LLO Extraction Optimization (#366)

yiyuan-he · web-flow · commit c96f7f5097d7 · 2025-05-19T16:32:15.000-07:00
## What does this pull request do? Refactoring changes to improve performance, especially for spans with few or no LLO attributes, while maintaining the same functionality and behavior. ## Test plan Same test strategy as #361 and #365 By submitting this pull request, I confirm that you can use, modify, copy, and redistribute this contribution, under the terms of your choice.
diff --git a/aws-opentelemetry-distro/src/amazon/opentelemetry/distro/llo_handler.py b/aws-opentelemetry-distro/src/amazon/opentelemetry/distro/llo_handler.py
@@ -90,8 +90,8 @@ def __init__(self, logger_provider: LoggerProvider):
         self._event_logger_provider = EventLoggerProvider(logger_provider=self._logger_provider)
         self._event_logger = self._event_logger_provider.get_event_logger("gen_ai.events")
 
-        # Patterns for attribute filtering
-        self._exact_match_patterns = [
+        # Patterns for attribute filtering - using a set for O(1) lookups
+        self._exact_match_patterns = {
             TRACELOOP_ENTITY_INPUT,
             TRACELOOP_ENTITY_OUTPUT,
             TRACELOOP_CREW_TASKS_OUTPUT,
@@ -103,7 +103,7 @@ def __init__(self, logger_provider: LoggerProvider):
             OPENLIT_AGENT_HUMAN_INPUT,
             OPENINFERENCE_INPUT_VALUE,
             OPENINFERENCE_OUTPUT_VALUE,
-        ]
+        }
 
         # Pre-compile regex patterns for better performance
         self._regex_patterns = [
@@ -236,6 +236,16 @@ def _emit_llo_attributes(
         Returns:
             None: Events are emitted via the event logger
         """
+        # Quick check if we have any LLO attributes before running extractors
+        has_llo_attrs = False
+        for key in attributes:
+            if self._is_llo_attribute(key):
+                has_llo_attrs = True
+                break
+
+        if not has_llo_attrs:
+            return
+
         all_events = []
         all_events.extend(self._extract_gen_ai_prompt_events(span, attributes, event_timestamp))
         all_events.extend(self._extract_gen_ai_completion_events(span, attributes, event_timestamp))
@@ -261,8 +271,19 @@ def _filter_attributes(self, attributes: Dict[str, Any]) -> Dict[str, Any]:
         Returns:
             Dict[str, Any]: New dictionary with LLO attributes removed
         """
+        # First check if we need to filter anything
+        has_llo_attrs = False
+        for key in attributes:
+            if self._is_llo_attribute(key):
+                has_llo_attrs = True
+                break
+
+        # If no LLO attributes found, return the original attributes (no need to copy)
+        if not has_llo_attrs:
+            return attributes
+
+        # Otherwise, create filtered copy
         filtered_attributes = {}
-
         for key, value in attributes.items():
             if not self._is_llo_attribute(key):
                 filtered_attributes[key] = value
@@ -290,12 +311,16 @@ def _is_llo_attribute(self, key: str) -> bool:
         Returns:
             bool: True if the key matches any LLO pattern, False otherwise
         """
-        # Check exact matches first (faster)

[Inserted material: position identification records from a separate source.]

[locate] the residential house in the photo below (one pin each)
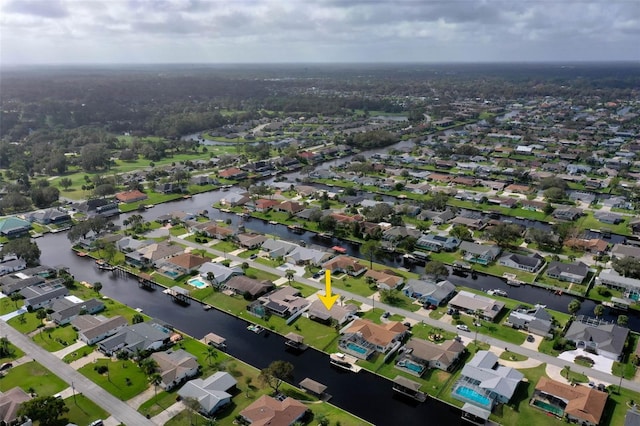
(593, 245)
(217, 274)
(384, 280)
(345, 264)
(267, 410)
(599, 337)
(10, 402)
(278, 248)
(583, 405)
(175, 367)
(429, 292)
(484, 382)
(284, 302)
(41, 295)
(151, 254)
(443, 356)
(437, 243)
(620, 251)
(66, 309)
(571, 272)
(131, 196)
(212, 393)
(537, 320)
(478, 253)
(12, 227)
(339, 313)
(144, 336)
(528, 263)
(92, 329)
(473, 304)
(251, 241)
(12, 265)
(364, 337)
(52, 216)
(612, 279)
(232, 173)
(248, 287)
(181, 264)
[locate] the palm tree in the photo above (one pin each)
(155, 379)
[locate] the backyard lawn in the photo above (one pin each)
(32, 376)
(115, 380)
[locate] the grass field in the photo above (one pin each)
(32, 376)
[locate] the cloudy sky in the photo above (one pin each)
(256, 31)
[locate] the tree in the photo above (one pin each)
(503, 234)
(598, 310)
(574, 306)
(623, 320)
(24, 248)
(44, 409)
(370, 249)
(276, 373)
(436, 268)
(461, 232)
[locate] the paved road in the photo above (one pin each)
(531, 353)
(118, 409)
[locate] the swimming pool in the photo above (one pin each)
(474, 396)
(197, 283)
(356, 348)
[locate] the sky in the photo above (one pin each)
(326, 31)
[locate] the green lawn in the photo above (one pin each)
(82, 411)
(54, 339)
(115, 381)
(32, 375)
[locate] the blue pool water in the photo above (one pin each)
(197, 283)
(356, 348)
(473, 396)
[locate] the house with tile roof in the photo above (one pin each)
(363, 337)
(268, 411)
(175, 367)
(212, 393)
(578, 404)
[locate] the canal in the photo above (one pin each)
(364, 394)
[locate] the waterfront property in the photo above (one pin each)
(473, 304)
(175, 367)
(484, 382)
(528, 263)
(267, 410)
(478, 253)
(599, 337)
(537, 320)
(212, 393)
(429, 292)
(364, 337)
(578, 404)
(418, 355)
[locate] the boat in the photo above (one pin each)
(339, 360)
(255, 328)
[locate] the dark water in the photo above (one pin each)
(364, 394)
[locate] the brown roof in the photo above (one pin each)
(188, 260)
(131, 196)
(269, 411)
(378, 334)
(582, 402)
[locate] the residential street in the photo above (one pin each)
(118, 409)
(523, 350)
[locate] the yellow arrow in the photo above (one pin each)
(328, 299)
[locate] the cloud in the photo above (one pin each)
(319, 30)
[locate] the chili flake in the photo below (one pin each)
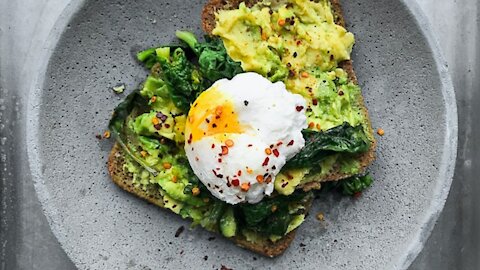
(265, 162)
(260, 178)
(195, 191)
(268, 179)
(245, 186)
(235, 182)
(106, 134)
(218, 110)
(229, 143)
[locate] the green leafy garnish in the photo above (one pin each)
(352, 186)
(272, 216)
(319, 145)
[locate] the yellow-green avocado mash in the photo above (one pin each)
(298, 43)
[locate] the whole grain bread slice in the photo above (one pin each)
(267, 248)
(364, 159)
(124, 180)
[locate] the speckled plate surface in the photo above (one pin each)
(406, 89)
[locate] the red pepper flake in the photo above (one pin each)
(259, 178)
(229, 143)
(224, 150)
(268, 179)
(162, 116)
(265, 162)
(245, 186)
(106, 134)
(235, 182)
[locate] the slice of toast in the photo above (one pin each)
(365, 159)
(267, 248)
(124, 180)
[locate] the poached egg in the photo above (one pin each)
(240, 133)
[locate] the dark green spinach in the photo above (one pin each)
(133, 101)
(319, 145)
(271, 216)
(352, 186)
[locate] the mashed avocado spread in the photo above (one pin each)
(298, 43)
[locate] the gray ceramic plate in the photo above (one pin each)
(101, 227)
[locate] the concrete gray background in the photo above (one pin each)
(454, 242)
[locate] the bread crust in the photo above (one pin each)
(364, 159)
(124, 180)
(267, 248)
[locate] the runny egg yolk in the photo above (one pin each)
(213, 113)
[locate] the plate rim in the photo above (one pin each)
(446, 169)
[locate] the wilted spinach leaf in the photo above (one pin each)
(117, 124)
(350, 186)
(271, 215)
(319, 145)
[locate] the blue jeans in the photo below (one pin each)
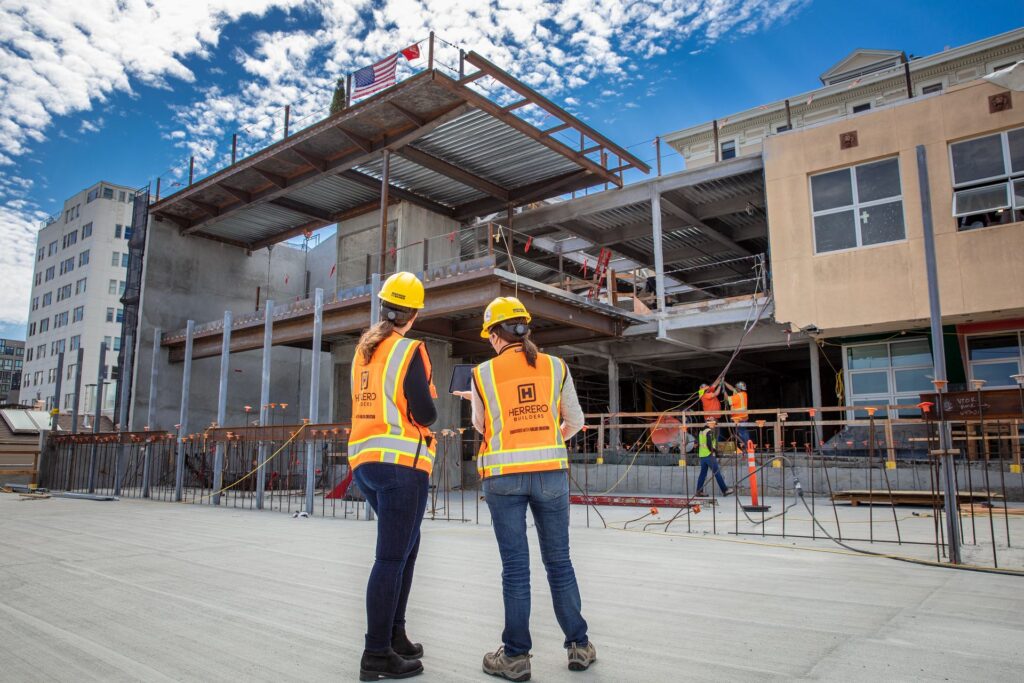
(711, 462)
(398, 496)
(547, 495)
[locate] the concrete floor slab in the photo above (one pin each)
(137, 590)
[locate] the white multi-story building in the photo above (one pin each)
(80, 273)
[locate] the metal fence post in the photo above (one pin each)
(179, 461)
(225, 361)
(314, 395)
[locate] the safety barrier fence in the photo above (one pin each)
(871, 480)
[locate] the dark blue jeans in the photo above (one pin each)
(711, 462)
(398, 496)
(547, 495)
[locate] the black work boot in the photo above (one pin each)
(375, 666)
(402, 646)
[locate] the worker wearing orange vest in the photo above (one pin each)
(525, 406)
(738, 406)
(391, 452)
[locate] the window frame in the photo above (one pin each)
(856, 206)
(971, 364)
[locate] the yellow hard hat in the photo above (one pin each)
(501, 309)
(402, 289)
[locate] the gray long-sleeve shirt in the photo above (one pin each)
(571, 413)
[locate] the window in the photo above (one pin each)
(996, 358)
(889, 374)
(728, 150)
(988, 179)
(857, 206)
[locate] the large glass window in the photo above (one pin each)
(996, 358)
(988, 179)
(891, 373)
(857, 206)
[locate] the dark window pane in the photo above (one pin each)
(835, 230)
(832, 190)
(878, 180)
(987, 348)
(974, 160)
(1016, 138)
(883, 222)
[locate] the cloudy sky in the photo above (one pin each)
(124, 90)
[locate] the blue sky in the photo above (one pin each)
(124, 94)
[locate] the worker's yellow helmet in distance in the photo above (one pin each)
(501, 309)
(402, 289)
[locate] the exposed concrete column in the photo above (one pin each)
(655, 215)
(812, 347)
(225, 363)
(314, 394)
(179, 463)
(613, 402)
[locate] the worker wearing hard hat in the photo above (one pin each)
(708, 453)
(391, 453)
(737, 403)
(525, 406)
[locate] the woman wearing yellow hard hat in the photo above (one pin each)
(525, 406)
(391, 453)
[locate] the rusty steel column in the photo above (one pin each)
(385, 183)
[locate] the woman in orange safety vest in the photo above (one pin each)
(525, 406)
(391, 452)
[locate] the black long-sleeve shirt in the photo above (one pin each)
(417, 389)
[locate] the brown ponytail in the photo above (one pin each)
(528, 347)
(372, 338)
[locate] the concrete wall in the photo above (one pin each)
(196, 279)
(884, 287)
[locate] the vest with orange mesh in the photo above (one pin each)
(522, 407)
(382, 429)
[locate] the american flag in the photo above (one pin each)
(373, 79)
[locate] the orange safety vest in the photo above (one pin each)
(382, 428)
(737, 402)
(522, 406)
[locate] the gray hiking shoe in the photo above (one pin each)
(581, 656)
(499, 664)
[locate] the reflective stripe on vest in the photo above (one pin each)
(518, 438)
(704, 450)
(383, 432)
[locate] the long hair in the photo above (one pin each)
(528, 347)
(373, 337)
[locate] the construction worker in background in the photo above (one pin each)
(708, 453)
(737, 403)
(525, 406)
(391, 453)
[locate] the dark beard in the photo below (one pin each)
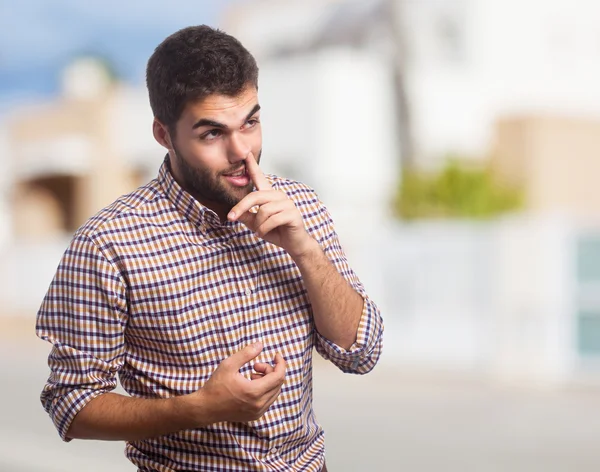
(206, 187)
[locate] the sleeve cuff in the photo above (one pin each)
(362, 356)
(64, 409)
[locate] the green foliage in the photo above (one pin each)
(458, 191)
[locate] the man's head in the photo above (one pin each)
(203, 87)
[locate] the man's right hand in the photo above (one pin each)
(229, 396)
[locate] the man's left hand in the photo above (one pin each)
(277, 219)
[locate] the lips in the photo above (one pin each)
(238, 173)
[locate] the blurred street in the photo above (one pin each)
(387, 421)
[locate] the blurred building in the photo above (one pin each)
(71, 157)
(68, 159)
(556, 161)
(513, 81)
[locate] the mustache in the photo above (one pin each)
(233, 170)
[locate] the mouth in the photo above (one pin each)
(238, 173)
(239, 178)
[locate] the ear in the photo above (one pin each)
(161, 134)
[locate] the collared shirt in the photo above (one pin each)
(155, 289)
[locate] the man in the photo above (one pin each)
(205, 290)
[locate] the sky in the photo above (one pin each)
(39, 37)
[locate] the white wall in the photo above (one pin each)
(511, 57)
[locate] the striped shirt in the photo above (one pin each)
(155, 289)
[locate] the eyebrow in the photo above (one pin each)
(216, 124)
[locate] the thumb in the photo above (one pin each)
(243, 356)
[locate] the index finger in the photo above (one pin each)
(257, 176)
(272, 380)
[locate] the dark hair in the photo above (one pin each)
(193, 63)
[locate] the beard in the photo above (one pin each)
(209, 187)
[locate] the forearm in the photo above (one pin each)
(337, 307)
(115, 417)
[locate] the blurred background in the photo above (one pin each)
(457, 145)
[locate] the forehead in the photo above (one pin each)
(222, 108)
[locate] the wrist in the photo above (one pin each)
(307, 251)
(194, 410)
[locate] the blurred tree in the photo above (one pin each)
(459, 190)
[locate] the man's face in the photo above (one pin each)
(212, 140)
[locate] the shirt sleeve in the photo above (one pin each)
(83, 316)
(362, 356)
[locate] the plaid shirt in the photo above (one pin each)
(155, 289)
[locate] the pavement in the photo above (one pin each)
(393, 419)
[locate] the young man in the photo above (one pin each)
(205, 290)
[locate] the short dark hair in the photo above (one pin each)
(193, 63)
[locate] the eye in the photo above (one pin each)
(210, 135)
(251, 123)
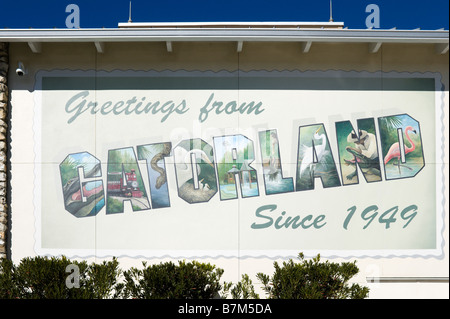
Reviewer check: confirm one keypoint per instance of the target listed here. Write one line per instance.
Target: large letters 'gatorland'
(189, 163)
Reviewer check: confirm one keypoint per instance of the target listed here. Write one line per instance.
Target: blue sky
(402, 14)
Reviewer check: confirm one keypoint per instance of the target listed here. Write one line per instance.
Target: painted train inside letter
(228, 166)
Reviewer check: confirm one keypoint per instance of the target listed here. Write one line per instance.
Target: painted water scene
(154, 155)
(315, 159)
(234, 155)
(401, 146)
(82, 198)
(195, 171)
(270, 155)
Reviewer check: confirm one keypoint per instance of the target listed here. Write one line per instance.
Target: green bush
(46, 278)
(193, 280)
(53, 278)
(311, 279)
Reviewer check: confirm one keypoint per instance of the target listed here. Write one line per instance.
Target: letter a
(73, 19)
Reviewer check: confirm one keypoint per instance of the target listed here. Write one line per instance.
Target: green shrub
(193, 280)
(46, 278)
(8, 286)
(311, 279)
(244, 289)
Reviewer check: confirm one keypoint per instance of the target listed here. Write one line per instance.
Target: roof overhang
(194, 33)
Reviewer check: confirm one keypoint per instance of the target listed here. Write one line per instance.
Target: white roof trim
(227, 24)
(224, 34)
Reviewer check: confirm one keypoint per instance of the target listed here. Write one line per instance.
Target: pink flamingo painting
(394, 150)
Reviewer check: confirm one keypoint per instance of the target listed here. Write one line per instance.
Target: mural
(203, 167)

+        # Check exact matches first (O(1) lookup in a set)
         if key in self._exact_match_patterns:
             return True
 
         # Then check regex patterns
-        return any(pattern.match(key) for pattern in self._regex_patterns)
+        for pattern in self._regex_patterns:
+            if pattern.match(key):
+                return True
+
+        return False
 
     def _extract_gen_ai_prompt_events(
         self, span: ReadableSpan, attributes: Dict[str, Any], event_timestamp: Optional[int] = None
@@ -321,22 +346,29 @@ def _extract_gen_ai_prompt_events(
         Returns:
             List[Event]: Events created from prompt attributes
         """
+        # Quick check if any prompt content attributes exist
+        if not any(self._prompt_content_pattern.match(key) for key in attributes):
+            return []
+
         events = []
         span_ctx = span.context
         gen_ai_system = span.attributes.get("gen_ai.system", "unknown")
 
         # Use helper method to get appropriate timestamp (prompts are inputs)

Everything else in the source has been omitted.